Семейная жизнь Раевского была недолгой: в 1839 году Екатерина Петровна умерла после родов, дочери Александре было всего три недели. Девочке Раевский посвятит жизнь. Вот её, видимо, единственную, полюбил... Князь В.М.Голицын рассказывал в своих записках: «Высокого роста старик, очень смуглый, несколько цыганского типа, с золотыми очками на носу, он был очень весёлым собеседником, любил поговорить на самые разнообразные темы. Главным интересом его жизни было воспитание единственной его дочери, прозванной им «Сашок», которая опекаема была чуть не четырьмя гувернантками разных национальностей… Раевский обладал большими капиталами, ссужал субсидиями своих знакомых, особенно же протратившихся широкою жизнью молодых людей, на каковые субсидии, разумеется, насчитывались проценты, более или менее высокие.

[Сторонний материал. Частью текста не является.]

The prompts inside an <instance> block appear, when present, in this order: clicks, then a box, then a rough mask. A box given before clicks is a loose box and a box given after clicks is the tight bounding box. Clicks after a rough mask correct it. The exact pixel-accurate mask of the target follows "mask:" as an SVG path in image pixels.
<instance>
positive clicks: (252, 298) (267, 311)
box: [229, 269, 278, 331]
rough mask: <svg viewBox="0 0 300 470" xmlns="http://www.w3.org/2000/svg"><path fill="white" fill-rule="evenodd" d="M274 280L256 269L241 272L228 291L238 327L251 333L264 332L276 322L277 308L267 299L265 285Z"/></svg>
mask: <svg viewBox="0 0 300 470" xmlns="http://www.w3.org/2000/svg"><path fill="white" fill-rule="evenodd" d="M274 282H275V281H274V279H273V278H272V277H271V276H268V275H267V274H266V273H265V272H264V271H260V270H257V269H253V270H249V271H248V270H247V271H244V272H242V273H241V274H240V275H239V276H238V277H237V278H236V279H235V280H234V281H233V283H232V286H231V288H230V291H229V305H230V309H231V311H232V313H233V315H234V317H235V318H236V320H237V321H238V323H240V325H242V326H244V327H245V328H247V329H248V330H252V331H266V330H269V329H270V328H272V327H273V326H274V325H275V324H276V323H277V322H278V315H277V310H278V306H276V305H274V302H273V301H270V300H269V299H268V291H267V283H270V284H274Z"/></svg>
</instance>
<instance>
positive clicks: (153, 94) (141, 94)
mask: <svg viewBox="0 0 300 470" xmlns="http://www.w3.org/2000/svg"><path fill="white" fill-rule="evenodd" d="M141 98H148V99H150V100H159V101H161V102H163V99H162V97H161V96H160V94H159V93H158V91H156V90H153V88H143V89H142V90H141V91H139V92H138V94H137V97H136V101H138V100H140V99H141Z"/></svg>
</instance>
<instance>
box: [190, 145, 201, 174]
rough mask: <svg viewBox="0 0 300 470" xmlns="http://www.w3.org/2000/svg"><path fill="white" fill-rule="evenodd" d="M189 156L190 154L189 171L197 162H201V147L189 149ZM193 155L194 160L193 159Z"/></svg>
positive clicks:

Из этого вывели заключение, что он занимался ростовщичеством и что те бриллианты, которые в изобилии украшали туалеты его «Сашка», были плодами этих операций».
Увы, но и дочь Раевский потеряет рано: в 1861 году она выйдет замуж за графа И.Г.Ностица, а в 1863-м, как и мать, умрёт после родов.
Раевский дождался возвращения сестры из Сибири. До этого он занимался имущественными и финансовыми делами М.Н.Волконской. Его дела ценили, хотя, судя по всему, он и в письмах интриговал против зятя, который теперь тоже его не жаловал. С.Г.Волконский писал мужу дочери Д.В. Молчанову 23 марта 1851 года: «Между должным уважением к случайному главе семейства и безотчётной к нему покорностью есть грань; первую одобряю и рад, что вы её ему посвящаете, другую не требую и к себе от д[етей] с[воих]. Дерзости А.Н. противу меня нет предела, он ставит меня перед ж[еной] и в[ами] в ничто, прилично ли это? Совестно ли это?»
А вот о жене Александра Николаевича С.М.Волконский напишет: «Наши изгнанники её никогда не видали, но в письмах установились отношения самой нежной дружбы. Несколько портретов её было у меня».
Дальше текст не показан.